BRAÇO-DE-FERRO NA ROMÉNIA

A Selecção Nacional de Seniores Masculinos defronta amanhã (16h30) a Roménia, com quem vai disputar três jogos de preparação com vista à participação das duas equipas no Campeonato do Mundo de 2025, que se realiza nas Filipinas entre 12 e 28 de Setembro. Mais informações aqui / aqui e aqui

Hoje, o primeiro particular entre Portugal e Roménia, disputado em Piatra Neam, terminou com a vitória da equipa local pela diferença mínima (3-2: 24-26, 25-18, 25-21, 17-25 e 15-9).

Por Portugal, jogaram de início: Filip Cveticanin, Miguel Tavares Rodrigues, Lourenço Martins, Kelton Tavares, José Pinto e Nuno Marques; libero – Ivo Casas.
Jogaram também: Guilherme Menezes, Tiago Violas, André Pereira, Rafael Santos e Gonçalo Sousa (libero).
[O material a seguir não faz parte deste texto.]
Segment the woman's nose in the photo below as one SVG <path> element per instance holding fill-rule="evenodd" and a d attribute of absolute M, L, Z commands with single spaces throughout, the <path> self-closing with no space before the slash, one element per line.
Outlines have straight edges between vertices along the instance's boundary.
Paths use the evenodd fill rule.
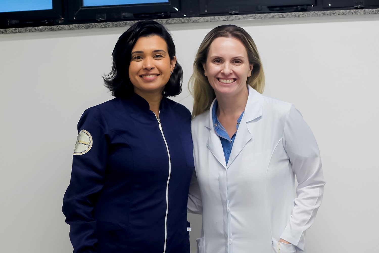
<path fill-rule="evenodd" d="M 221 69 L 221 73 L 222 73 L 226 75 L 227 75 L 232 73 L 232 71 L 230 64 L 228 63 L 225 63 L 224 64 L 222 69 Z"/>
<path fill-rule="evenodd" d="M 149 57 L 147 57 L 144 61 L 143 68 L 145 69 L 150 70 L 154 68 L 154 64 L 153 63 L 152 59 Z"/>

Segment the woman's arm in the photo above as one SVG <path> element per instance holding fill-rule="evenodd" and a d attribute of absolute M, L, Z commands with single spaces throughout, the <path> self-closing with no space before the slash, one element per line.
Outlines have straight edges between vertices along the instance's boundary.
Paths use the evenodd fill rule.
<path fill-rule="evenodd" d="M 188 212 L 202 214 L 203 203 L 201 201 L 200 189 L 196 176 L 196 171 L 193 170 L 191 183 L 190 184 L 190 192 L 188 193 L 188 202 L 187 207 Z"/>
<path fill-rule="evenodd" d="M 71 180 L 63 198 L 62 211 L 70 225 L 74 253 L 96 253 L 96 222 L 93 214 L 104 184 L 108 128 L 100 111 L 92 108 L 82 115 L 78 130 L 80 134 L 77 152 L 73 156 Z"/>
<path fill-rule="evenodd" d="M 315 220 L 322 200 L 325 181 L 315 137 L 293 106 L 287 116 L 283 140 L 299 184 L 292 215 L 280 237 L 304 250 L 304 233 Z"/>

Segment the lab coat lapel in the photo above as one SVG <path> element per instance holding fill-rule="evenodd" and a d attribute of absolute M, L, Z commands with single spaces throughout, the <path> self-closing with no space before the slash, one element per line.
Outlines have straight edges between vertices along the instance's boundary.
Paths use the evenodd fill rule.
<path fill-rule="evenodd" d="M 258 120 L 263 114 L 263 99 L 262 95 L 250 86 L 249 88 L 249 97 L 245 107 L 237 134 L 236 135 L 233 146 L 230 152 L 230 156 L 227 166 L 227 168 L 235 160 L 242 149 L 252 138 L 252 129 L 254 127 L 254 123 Z M 253 140 L 252 141 L 254 141 Z"/>
<path fill-rule="evenodd" d="M 226 163 L 225 162 L 225 156 L 224 154 L 222 145 L 220 140 L 220 137 L 218 135 L 213 126 L 213 121 L 212 119 L 212 108 L 216 101 L 213 100 L 211 105 L 211 109 L 209 110 L 209 117 L 205 121 L 205 127 L 209 129 L 209 135 L 207 142 L 207 146 L 213 156 L 220 162 L 224 167 L 226 169 Z"/>

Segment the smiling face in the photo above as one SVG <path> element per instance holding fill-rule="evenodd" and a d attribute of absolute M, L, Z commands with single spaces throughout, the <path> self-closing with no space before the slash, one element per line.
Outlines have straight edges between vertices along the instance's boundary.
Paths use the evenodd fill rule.
<path fill-rule="evenodd" d="M 175 57 L 170 60 L 167 44 L 161 37 L 139 38 L 132 50 L 129 66 L 134 92 L 142 97 L 147 93 L 161 95 L 176 63 Z"/>
<path fill-rule="evenodd" d="M 224 37 L 212 42 L 203 67 L 218 96 L 235 95 L 244 91 L 253 69 L 243 44 L 235 38 Z"/>

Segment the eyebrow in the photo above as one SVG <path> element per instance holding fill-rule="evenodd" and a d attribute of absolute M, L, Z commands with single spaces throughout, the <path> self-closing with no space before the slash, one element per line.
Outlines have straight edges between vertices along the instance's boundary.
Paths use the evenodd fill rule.
<path fill-rule="evenodd" d="M 154 50 L 153 51 L 153 53 L 156 53 L 157 52 L 163 52 L 166 53 L 166 51 L 163 49 L 157 49 L 156 50 Z M 134 52 L 132 52 L 132 54 L 133 53 L 143 53 L 143 51 L 135 51 Z"/>
<path fill-rule="evenodd" d="M 218 56 L 217 55 L 211 55 L 211 57 L 215 58 L 221 58 L 221 59 L 224 59 L 224 57 L 222 57 L 221 56 Z M 236 59 L 237 58 L 243 58 L 243 59 L 245 58 L 245 57 L 243 56 L 236 56 L 235 57 L 233 57 L 232 59 Z"/>

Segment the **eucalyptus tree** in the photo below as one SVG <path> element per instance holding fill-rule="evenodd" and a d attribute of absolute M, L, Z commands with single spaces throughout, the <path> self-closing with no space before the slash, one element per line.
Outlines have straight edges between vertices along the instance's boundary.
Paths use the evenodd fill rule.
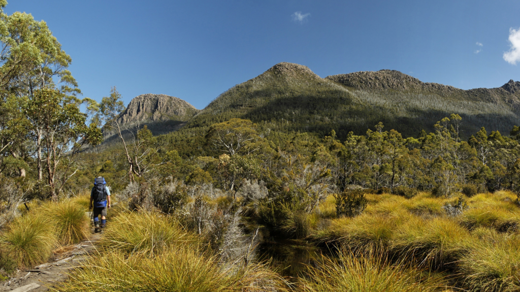
<path fill-rule="evenodd" d="M 39 89 L 23 105 L 32 126 L 41 131 L 40 155 L 45 158 L 47 183 L 54 201 L 78 170 L 73 169 L 75 154 L 85 144 L 95 145 L 102 141 L 99 125 L 86 124 L 87 115 L 80 110 L 83 101 L 56 89 Z"/>
<path fill-rule="evenodd" d="M 7 145 L 1 154 L 3 158 L 27 156 L 21 153 L 24 149 L 12 147 L 30 135 L 36 143 L 37 178 L 41 180 L 43 129 L 24 126 L 21 102 L 16 99 L 34 99 L 39 89 L 57 89 L 73 96 L 81 91 L 67 70 L 72 62 L 70 56 L 61 49 L 45 22 L 36 21 L 24 12 L 7 15 L 2 9 L 6 5 L 5 0 L 0 0 L 0 108 L 5 118 L 0 121 L 0 147 Z M 24 173 L 24 169 L 21 170 L 20 175 Z"/>

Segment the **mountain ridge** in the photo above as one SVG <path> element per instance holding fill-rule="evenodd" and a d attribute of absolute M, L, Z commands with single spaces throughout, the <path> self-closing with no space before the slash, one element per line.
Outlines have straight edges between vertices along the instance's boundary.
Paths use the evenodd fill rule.
<path fill-rule="evenodd" d="M 139 97 L 129 103 L 122 121 L 125 114 L 134 118 L 146 116 L 153 123 L 163 118 L 157 111 L 141 116 L 135 112 L 143 102 L 137 102 Z M 436 122 L 457 113 L 463 117 L 462 136 L 467 138 L 483 126 L 509 132 L 518 123 L 520 82 L 511 80 L 495 88 L 464 90 L 423 82 L 396 70 L 321 78 L 306 66 L 281 62 L 223 92 L 201 110 L 189 108 L 192 114 L 183 118 L 176 116 L 178 123 L 175 126 L 152 132 L 180 129 L 190 135 L 203 135 L 211 125 L 238 117 L 285 132 L 309 132 L 322 137 L 334 129 L 340 139 L 349 131 L 364 134 L 382 122 L 386 129 L 415 136 L 422 129 L 435 130 Z"/>

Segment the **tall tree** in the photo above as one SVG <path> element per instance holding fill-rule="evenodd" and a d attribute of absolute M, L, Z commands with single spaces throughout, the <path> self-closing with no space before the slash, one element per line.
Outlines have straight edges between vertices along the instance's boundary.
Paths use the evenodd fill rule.
<path fill-rule="evenodd" d="M 47 183 L 54 201 L 58 200 L 65 183 L 77 170 L 71 169 L 74 155 L 85 144 L 95 145 L 102 141 L 98 125 L 85 124 L 86 114 L 80 110 L 82 101 L 56 89 L 40 89 L 34 92 L 33 98 L 28 98 L 23 105 L 24 112 L 33 127 L 41 131 L 41 149 L 45 158 Z M 61 171 L 58 181 L 56 177 L 59 169 Z"/>

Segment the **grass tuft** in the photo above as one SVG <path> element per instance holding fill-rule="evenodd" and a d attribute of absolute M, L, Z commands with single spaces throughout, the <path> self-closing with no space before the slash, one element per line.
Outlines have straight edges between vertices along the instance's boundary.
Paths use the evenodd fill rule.
<path fill-rule="evenodd" d="M 46 203 L 35 211 L 50 219 L 61 245 L 81 242 L 90 234 L 90 219 L 81 205 L 71 200 Z"/>
<path fill-rule="evenodd" d="M 153 256 L 168 246 L 195 241 L 170 216 L 142 211 L 121 213 L 113 218 L 99 244 L 107 250 L 118 249 Z"/>
<path fill-rule="evenodd" d="M 0 251 L 9 255 L 19 268 L 46 261 L 56 243 L 52 223 L 32 213 L 15 219 L 0 238 Z"/>
<path fill-rule="evenodd" d="M 472 291 L 520 291 L 520 237 L 491 232 L 487 238 L 458 263 L 464 284 Z"/>
<path fill-rule="evenodd" d="M 443 217 L 414 217 L 397 230 L 392 248 L 420 265 L 440 267 L 452 263 L 469 248 L 471 235 L 457 222 Z"/>
<path fill-rule="evenodd" d="M 323 263 L 309 268 L 303 279 L 306 292 L 433 292 L 445 281 L 403 265 L 392 266 L 382 256 L 344 250 L 337 259 L 323 257 Z"/>
<path fill-rule="evenodd" d="M 216 258 L 197 248 L 177 246 L 166 248 L 153 258 L 116 250 L 93 258 L 74 270 L 56 290 L 252 292 L 284 291 L 283 285 L 261 266 L 240 272 L 223 270 Z"/>

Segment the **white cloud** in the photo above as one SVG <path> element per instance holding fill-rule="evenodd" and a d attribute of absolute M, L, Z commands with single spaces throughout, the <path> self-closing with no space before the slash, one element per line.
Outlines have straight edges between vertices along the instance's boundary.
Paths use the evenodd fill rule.
<path fill-rule="evenodd" d="M 306 13 L 305 14 L 302 14 L 302 11 L 297 11 L 293 14 L 292 18 L 293 21 L 295 22 L 300 22 L 300 23 L 303 23 L 304 21 L 306 20 L 306 18 L 308 17 L 310 15 L 310 13 Z"/>
<path fill-rule="evenodd" d="M 511 43 L 511 48 L 502 57 L 508 63 L 516 65 L 520 61 L 520 28 L 509 29 L 509 42 Z"/>

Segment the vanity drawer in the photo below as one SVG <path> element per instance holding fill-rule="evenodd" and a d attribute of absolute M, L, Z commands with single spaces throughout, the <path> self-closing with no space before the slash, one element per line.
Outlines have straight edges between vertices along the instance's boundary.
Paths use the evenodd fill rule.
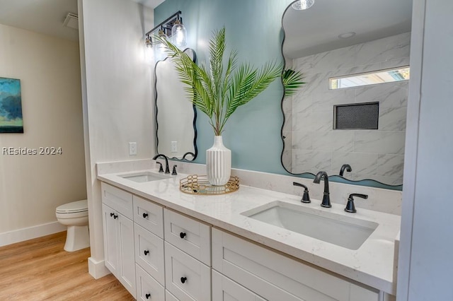
<path fill-rule="evenodd" d="M 164 238 L 164 208 L 139 196 L 133 196 L 134 221 Z"/>
<path fill-rule="evenodd" d="M 164 285 L 164 240 L 136 223 L 134 224 L 134 232 L 135 262 Z"/>
<path fill-rule="evenodd" d="M 171 295 L 171 293 L 168 292 L 167 290 L 165 290 L 165 301 L 179 301 L 176 299 L 176 297 Z"/>
<path fill-rule="evenodd" d="M 136 264 L 137 300 L 143 301 L 164 300 L 165 288 L 140 266 Z"/>
<path fill-rule="evenodd" d="M 378 301 L 352 283 L 236 236 L 212 230 L 212 268 L 266 300 Z"/>
<path fill-rule="evenodd" d="M 180 300 L 210 300 L 211 268 L 166 242 L 165 287 Z"/>
<path fill-rule="evenodd" d="M 168 209 L 164 210 L 165 240 L 211 266 L 211 228 Z"/>
<path fill-rule="evenodd" d="M 102 202 L 127 218 L 132 219 L 132 194 L 108 184 L 101 183 Z"/>
<path fill-rule="evenodd" d="M 212 300 L 215 301 L 265 301 L 258 295 L 212 270 Z"/>

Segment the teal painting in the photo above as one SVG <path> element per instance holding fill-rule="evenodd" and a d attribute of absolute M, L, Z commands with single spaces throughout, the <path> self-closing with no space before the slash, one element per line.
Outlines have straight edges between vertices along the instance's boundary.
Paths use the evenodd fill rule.
<path fill-rule="evenodd" d="M 0 77 L 0 133 L 23 133 L 21 80 Z"/>

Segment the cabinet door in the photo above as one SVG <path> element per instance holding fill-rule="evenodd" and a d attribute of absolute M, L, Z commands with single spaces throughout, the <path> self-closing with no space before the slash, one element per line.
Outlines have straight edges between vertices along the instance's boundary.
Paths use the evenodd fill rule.
<path fill-rule="evenodd" d="M 118 280 L 135 297 L 135 257 L 134 253 L 134 223 L 121 214 L 117 218 L 120 249 Z"/>
<path fill-rule="evenodd" d="M 165 240 L 211 266 L 211 228 L 193 218 L 164 210 Z"/>
<path fill-rule="evenodd" d="M 209 301 L 211 269 L 166 242 L 165 286 L 181 301 Z"/>
<path fill-rule="evenodd" d="M 102 203 L 132 219 L 132 194 L 108 184 L 101 183 Z"/>
<path fill-rule="evenodd" d="M 164 238 L 164 208 L 151 201 L 133 196 L 134 222 Z"/>
<path fill-rule="evenodd" d="M 212 270 L 212 300 L 265 301 L 265 299 Z"/>
<path fill-rule="evenodd" d="M 137 300 L 142 301 L 160 301 L 165 300 L 165 289 L 150 276 L 138 264 L 137 273 Z"/>
<path fill-rule="evenodd" d="M 107 205 L 102 205 L 102 222 L 104 232 L 104 261 L 105 267 L 117 278 L 118 277 L 118 242 L 116 220 L 113 214 L 118 213 Z"/>
<path fill-rule="evenodd" d="M 164 285 L 164 240 L 137 224 L 134 225 L 134 235 L 135 261 Z"/>
<path fill-rule="evenodd" d="M 379 292 L 212 230 L 212 268 L 270 300 L 378 301 Z"/>

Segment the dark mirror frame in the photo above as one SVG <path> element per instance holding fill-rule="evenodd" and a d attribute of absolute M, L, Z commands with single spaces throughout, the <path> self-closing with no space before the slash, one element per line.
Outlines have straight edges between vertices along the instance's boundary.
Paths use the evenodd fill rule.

Filip Cveticanin, central de Portugal que actua no campeonato romeno:
Sinceramente, depois da viagem que fizemos, para mim este jogo, apesar de uma derrota em cinco sets, acabou por ser muito positivo. Tendo em consideração a difícil viagem que tivemos e o cansaço, e mesmo em conseguir gerir os treinos de musculação com bola, creio que fizemos um jogo muito sólido e muito bom.
Também já nos adaptámos um bocadinho mais ao pavilhão pelo que, acredito, vamos melhorar nos próximos jogos e não cometer tantos erros não forçados em momentos mais difíceis“.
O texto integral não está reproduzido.